Pizze maxi nel wine bar-pizzeria

stramo

Un recente inchiesta del Sole 24ore ha stabilito che Bardolino, località sul Lago di Garda in provincia di Verona, con i suoi 6.800 abitanti è la prima città di villeggiatura con il più alto Bil (Benessere interno lordo). Quindi ha vinto la classifica del Borgo più felice d’Italia. E’ un centro di villeggiatura molto ospitale, pronto ad accogliere i vacanzieri anche di un solo week end, offrendo loro numerose opportunità. Per gli amanti dello sport: vela, trekking, canottaggio, sci nautico, bike, equitazione. Per i gourmet i prodotti tipici (vino, olio, pesce) garantiscono una cucina tradizionalmente genuina, che si può gustare in ristoranti raffinati o in trattorie sia a bordo lago che nell’entroterra, occasione per passeggiate ed escursioni.

 

Il legno accoglie

A Bardolino, un punto d’incontro trendy è lo Strambino, wine bar con servizio al bicchiere di bollicine e vini fermi e da un paio d’anni anche pizzeria doc. Situato in Borgo Cavour, a qualunque ora si può mangiare una pizza, dalle undici del mattino alle due di notte.

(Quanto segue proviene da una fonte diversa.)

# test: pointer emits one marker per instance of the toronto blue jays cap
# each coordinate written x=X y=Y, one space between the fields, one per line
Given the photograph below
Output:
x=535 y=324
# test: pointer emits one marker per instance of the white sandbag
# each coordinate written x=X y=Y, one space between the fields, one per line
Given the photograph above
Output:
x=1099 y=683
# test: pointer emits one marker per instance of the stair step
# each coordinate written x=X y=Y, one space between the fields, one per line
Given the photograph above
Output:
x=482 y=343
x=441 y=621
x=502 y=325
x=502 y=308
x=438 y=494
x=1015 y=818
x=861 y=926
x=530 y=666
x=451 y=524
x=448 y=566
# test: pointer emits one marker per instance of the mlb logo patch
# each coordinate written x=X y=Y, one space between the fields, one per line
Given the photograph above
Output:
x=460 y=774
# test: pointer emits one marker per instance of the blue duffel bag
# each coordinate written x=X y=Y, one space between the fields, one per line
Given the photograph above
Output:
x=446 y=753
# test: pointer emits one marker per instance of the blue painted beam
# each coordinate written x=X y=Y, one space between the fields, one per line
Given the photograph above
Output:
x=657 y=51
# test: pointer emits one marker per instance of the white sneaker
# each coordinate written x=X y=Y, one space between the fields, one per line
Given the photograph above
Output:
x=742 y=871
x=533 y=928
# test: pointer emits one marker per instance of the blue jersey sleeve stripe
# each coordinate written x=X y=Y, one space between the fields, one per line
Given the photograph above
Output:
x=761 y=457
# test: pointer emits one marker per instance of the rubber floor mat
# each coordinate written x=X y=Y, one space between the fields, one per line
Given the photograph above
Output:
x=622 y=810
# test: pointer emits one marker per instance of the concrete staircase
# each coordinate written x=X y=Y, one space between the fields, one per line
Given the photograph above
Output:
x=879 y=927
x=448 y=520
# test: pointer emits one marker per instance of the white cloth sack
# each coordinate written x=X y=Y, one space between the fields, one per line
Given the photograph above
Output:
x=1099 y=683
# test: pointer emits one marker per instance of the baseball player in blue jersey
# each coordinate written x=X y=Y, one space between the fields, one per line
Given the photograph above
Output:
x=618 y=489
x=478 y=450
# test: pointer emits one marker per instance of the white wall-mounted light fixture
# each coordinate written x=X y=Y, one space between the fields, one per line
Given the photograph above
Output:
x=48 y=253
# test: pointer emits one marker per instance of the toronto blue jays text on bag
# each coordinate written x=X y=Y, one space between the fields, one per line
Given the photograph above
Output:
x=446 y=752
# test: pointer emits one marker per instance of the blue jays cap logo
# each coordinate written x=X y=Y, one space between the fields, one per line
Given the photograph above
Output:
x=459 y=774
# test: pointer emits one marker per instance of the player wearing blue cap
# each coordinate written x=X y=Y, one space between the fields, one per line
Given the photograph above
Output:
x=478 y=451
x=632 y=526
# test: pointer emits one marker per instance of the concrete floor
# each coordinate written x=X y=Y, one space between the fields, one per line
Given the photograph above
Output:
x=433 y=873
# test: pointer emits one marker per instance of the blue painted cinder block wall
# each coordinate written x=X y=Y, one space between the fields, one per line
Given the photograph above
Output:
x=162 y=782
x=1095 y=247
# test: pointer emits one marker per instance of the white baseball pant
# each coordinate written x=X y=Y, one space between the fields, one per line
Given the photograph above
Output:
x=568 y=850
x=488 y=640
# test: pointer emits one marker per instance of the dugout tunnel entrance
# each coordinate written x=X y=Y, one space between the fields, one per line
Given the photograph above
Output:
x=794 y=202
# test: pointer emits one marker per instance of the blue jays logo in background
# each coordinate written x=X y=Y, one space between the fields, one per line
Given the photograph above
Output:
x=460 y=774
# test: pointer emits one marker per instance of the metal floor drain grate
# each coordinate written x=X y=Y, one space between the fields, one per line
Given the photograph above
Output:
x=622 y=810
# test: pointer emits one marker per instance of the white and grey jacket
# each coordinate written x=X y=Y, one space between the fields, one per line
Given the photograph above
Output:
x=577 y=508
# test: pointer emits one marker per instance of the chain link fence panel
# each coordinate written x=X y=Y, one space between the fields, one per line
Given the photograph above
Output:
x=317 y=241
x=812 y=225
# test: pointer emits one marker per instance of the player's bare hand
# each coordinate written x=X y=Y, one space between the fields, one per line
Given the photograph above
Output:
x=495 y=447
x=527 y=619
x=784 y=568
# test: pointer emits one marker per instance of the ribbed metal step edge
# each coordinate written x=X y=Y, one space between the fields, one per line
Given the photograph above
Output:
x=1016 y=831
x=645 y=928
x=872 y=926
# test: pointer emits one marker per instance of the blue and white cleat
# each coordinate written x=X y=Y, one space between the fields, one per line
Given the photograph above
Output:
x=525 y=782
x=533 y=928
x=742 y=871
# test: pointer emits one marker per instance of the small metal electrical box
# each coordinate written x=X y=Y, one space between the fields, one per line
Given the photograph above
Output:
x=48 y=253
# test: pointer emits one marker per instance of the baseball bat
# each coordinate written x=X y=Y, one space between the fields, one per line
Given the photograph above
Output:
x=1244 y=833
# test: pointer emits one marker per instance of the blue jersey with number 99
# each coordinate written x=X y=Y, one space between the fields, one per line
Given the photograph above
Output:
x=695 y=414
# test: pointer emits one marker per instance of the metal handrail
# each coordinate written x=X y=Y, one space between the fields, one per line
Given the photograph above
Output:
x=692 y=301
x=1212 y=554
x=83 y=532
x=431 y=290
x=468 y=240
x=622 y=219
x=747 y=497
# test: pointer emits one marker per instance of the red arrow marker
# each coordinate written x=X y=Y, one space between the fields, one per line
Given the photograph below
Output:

Arredato nello stile della tipica osteria, è ricco di legno, dalla boiserie ai grandi tavoli con alti sgabelli. Questo materiale vivo rende l’ambiente caldo e accogliente. Gli ampi specchi antichi alle pareti riflettono la luce rosata degli abat-jour.

 

Un aperitivo importante

Dalle 18 parte un aperitivo “importante”, come conferma Marco Brunelli estroso e simpatico titolare da tutti chiamato Fucile (a Bardolino quasi tutti hanno un soprannome), con tutte le bollicine italiane e francesi, oltre ai cocktail accompagnati da un ricco buffet gratuito. Risaltano tra l’altro i croccanti e deliziosi tranci di pizza che vengono sfornati dall’abile pizzaiola. Non sono servite solo bollicine, ma tutti le varianti degli spritz: da quello tipico acqua, vino e ghiaccio a quelli miscelati con Aperol o Campari. Un aperitivo diverso e inconsueto che propone Fucile è il Lambrusco di Sabbioneta, da servire ghiacciato con una fettina d’arancio. Diamo un’occhiata al menù. Le pizze prevedono il formato maxi,  grandi pizze sottili da 10 gusti decisamente classici (15-20 euro), quello normale 4-7 euro, e le fette 2-3. Viene utilizzata anche la farina di soia contro le intolleranze. Inoltre si possono ordinare lasagne, spaghetti tortellini, tagliatelle, tutto rigorosamente fatto a mano. Ottimi i taglieri di salumi del territorio a 7-8 euro. Per quanto riguarda i vini l’offerta è poderosa: dai veneti ai francesi, al resto d’Italia. Un calice è proposto tra i 2,50 e i 4,50 euro.